Bug 1809179

Summary:	[RHEL-7.9] Dump doesn't automatically start; gives error "kdump: error: Dump target is not mounted."
Product:	Red Hat Enterprise Linux 7	Reporter:	Steve Bonds <ij2fdc402>
Component:	kexec-tools	Assignee:	Pingfan Liu <piliu>
Status:	CLOSED WONTFIX	QA Contact:	Emma Wu <xiawu>
Severity:	medium	Docs Contact:
Priority:	unspecified
Version:	7.7	CC:	kdump-bugs, piliu, ruyang, xiawu
Target Milestone:	rc	Flags:	pm-rhel: mirror+
Target Release:	---
Hardware:	x86_64
OS:	Linux
Whiteboard:
Fixed In Version:		Doc Type:	If docs needed, set a value
Doc Text:		Story Points:	---
Clone Of:		Environment:
Last Closed:	2021-09-02 07:27:04 UTC	Type:	Bug
Regression:	---	Mount Type:	---
Documentation:	---	CRM:
Verified Versions:		Category:	---
oVirt Team:	---	RHEL 7.3 requirements from Atomic Host:
Cloudforms Team:	---	Target Upstream Version:
Embargoed:
Bug Depends On:
Bug Blocks:	1653509

Description Steve Bonds 2020-03-02 14:38:56 UTC

Description of problem:

When a crash is triggered, the dump fails to start and gives the error:

Starting Kdump Vmcore Save Service...
kdump: dump target is
kdump: error: Dump target is not mounted.
kdump: saving vmcore failed
FAILED Failed to start Kdump Vmcore Save Service.
See 'systemctl status kdump-capture.service' for details.

The XFS mount process can be seen to start:

Found device /dev/mapper/vgroot-crash_lv.
Starting File System Check on /dev/mapper/vgroot-crash_lv...
systemd-fsck[488]: Started File System Check on /dev/mapper/vgroot-crash_lv./sbin/fsck.xfs: XFS file system.

Started dracut initqueue hook.
Reached target Remote File Systems (Pre).
Reached target Initrd Root File System.
Starting Reload Configuration from the Real Root...
Mounting /kdumproot/var/crash...
Reached target Remote File Systems.
Started Reload Configuration from the Real Root.
Reached target Initrd File Systems.
Reached target Initrd Default Target.
SGI XFS with ACLs, security attributes, realtime, no debug enabled
Starting dracut pre-pivot and cleanup hook...
XFS (dm-0): Mounting V4 Filesystem
Started dracut pre-pivot and cleanup hook.
Starting Kdump Vmcore Save Service...
kdump: dump target is
kdump: error: Dump target is not mounted.
kdump: saving vmcore failed
FAILED Failed to start Kdump Vmcore Save Service.

At this point it seems unclear why the dump fails to start.

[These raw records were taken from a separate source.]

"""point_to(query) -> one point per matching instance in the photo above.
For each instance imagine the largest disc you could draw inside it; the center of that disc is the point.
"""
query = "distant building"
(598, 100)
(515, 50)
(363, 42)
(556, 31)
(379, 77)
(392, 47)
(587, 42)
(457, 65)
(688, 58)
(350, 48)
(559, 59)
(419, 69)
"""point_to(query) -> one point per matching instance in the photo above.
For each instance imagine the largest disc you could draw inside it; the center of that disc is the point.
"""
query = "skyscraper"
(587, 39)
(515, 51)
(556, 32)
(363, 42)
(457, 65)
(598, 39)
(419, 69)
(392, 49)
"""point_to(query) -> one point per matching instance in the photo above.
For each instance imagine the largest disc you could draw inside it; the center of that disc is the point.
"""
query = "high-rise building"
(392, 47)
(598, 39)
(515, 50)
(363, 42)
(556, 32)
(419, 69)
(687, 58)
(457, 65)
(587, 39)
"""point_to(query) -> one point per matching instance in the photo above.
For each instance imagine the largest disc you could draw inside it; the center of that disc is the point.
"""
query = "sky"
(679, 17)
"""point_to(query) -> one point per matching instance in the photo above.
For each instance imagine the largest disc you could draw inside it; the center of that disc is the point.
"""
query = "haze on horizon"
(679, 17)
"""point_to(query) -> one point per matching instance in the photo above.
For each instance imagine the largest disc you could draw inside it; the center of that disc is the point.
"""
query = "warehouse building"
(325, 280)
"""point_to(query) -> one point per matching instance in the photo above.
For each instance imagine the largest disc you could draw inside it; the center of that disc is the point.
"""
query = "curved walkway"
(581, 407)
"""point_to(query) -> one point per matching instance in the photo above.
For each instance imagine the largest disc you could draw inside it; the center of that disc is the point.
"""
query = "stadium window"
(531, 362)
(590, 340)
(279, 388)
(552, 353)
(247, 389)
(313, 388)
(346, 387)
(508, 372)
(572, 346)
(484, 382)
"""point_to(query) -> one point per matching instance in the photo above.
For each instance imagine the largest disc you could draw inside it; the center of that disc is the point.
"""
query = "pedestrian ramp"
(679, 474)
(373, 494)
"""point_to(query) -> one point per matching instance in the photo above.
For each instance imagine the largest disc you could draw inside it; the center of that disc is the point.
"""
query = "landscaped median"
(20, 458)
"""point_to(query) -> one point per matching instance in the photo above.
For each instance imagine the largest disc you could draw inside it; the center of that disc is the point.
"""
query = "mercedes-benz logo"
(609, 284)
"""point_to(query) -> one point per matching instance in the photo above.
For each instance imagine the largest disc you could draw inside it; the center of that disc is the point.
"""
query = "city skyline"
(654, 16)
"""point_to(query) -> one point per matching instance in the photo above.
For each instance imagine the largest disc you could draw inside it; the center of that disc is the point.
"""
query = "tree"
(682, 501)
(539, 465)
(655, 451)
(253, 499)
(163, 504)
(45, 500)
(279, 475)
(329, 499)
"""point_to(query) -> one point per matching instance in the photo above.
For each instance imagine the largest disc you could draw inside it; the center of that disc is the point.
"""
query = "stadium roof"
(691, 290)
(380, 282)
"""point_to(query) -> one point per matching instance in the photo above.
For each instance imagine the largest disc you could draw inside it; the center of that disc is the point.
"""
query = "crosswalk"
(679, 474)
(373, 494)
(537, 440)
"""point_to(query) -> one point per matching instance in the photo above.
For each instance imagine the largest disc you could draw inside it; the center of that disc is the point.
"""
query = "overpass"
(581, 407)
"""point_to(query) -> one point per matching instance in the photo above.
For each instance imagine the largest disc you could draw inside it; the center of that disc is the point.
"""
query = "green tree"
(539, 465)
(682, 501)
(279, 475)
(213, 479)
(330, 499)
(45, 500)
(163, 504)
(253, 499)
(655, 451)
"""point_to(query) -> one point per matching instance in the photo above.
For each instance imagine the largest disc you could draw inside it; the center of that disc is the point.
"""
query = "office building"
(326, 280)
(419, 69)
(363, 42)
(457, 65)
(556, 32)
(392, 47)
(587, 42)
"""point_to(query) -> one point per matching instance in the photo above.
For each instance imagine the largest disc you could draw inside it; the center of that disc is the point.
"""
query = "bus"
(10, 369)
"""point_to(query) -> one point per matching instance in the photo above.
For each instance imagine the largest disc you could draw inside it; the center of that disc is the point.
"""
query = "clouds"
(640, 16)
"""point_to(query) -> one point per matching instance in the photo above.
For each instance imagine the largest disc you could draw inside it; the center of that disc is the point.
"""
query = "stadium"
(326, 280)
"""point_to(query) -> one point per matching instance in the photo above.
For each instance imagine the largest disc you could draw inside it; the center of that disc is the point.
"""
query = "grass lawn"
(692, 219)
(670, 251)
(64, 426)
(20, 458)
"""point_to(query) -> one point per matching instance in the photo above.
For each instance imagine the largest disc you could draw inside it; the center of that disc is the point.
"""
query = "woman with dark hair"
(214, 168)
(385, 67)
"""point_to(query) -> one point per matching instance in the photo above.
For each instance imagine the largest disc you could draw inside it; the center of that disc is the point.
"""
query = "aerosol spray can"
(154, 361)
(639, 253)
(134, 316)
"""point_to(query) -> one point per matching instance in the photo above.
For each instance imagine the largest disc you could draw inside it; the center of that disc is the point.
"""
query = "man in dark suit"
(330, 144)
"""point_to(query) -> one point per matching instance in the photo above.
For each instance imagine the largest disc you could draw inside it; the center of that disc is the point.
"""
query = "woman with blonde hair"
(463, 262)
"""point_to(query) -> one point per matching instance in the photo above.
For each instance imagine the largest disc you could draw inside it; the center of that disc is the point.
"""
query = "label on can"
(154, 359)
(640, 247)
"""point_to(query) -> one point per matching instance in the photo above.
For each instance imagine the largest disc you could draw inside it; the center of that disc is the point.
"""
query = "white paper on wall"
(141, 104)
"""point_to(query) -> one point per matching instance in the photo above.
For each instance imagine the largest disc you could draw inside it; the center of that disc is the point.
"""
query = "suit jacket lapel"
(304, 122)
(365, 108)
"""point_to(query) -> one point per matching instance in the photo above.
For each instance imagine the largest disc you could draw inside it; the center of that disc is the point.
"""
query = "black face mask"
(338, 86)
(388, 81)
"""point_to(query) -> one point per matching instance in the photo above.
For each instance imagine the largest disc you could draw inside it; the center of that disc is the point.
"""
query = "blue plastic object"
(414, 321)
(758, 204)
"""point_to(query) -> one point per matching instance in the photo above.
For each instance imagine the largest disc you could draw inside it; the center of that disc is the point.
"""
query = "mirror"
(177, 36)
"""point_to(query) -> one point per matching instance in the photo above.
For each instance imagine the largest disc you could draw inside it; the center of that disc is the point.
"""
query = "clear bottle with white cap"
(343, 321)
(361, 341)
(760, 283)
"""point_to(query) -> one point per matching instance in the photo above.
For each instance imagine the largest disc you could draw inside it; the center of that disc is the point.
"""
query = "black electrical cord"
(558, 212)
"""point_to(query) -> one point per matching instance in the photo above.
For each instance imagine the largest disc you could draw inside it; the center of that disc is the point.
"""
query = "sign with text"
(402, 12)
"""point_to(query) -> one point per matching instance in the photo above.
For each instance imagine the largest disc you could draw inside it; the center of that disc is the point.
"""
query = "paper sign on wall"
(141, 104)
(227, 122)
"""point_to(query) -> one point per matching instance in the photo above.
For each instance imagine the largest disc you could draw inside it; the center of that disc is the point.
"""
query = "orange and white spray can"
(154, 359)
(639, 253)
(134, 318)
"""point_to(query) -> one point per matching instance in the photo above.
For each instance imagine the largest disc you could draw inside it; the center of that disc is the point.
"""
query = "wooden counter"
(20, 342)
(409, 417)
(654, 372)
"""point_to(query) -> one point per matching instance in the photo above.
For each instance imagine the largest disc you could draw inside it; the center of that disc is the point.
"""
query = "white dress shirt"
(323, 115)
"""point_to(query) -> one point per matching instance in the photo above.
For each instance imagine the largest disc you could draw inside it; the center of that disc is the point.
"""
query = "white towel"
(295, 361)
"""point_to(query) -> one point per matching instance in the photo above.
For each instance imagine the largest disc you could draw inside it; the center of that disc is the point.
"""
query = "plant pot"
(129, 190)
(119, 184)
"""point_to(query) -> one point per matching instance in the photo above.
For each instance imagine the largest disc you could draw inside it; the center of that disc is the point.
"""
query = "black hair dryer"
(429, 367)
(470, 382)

Setting `default=shell` and running the same service start manually works fine.

Version-Release number of selected component (if applicable):

Name : kexec-tools
Version : 2.0.15
Release : 33.el7

How reproducible:

Not especially. :-)

On certain affected servers it seems to happen regularly, on other supposedly identical servers it never seems to happen. This is probably due to an upstream issue mounting the /var/crash area and returning a false success for some short period of time before the mount area is actually ready. While the cause for this may remain unknown, there are ways to make the dump process more resilient when this or similar issues happen.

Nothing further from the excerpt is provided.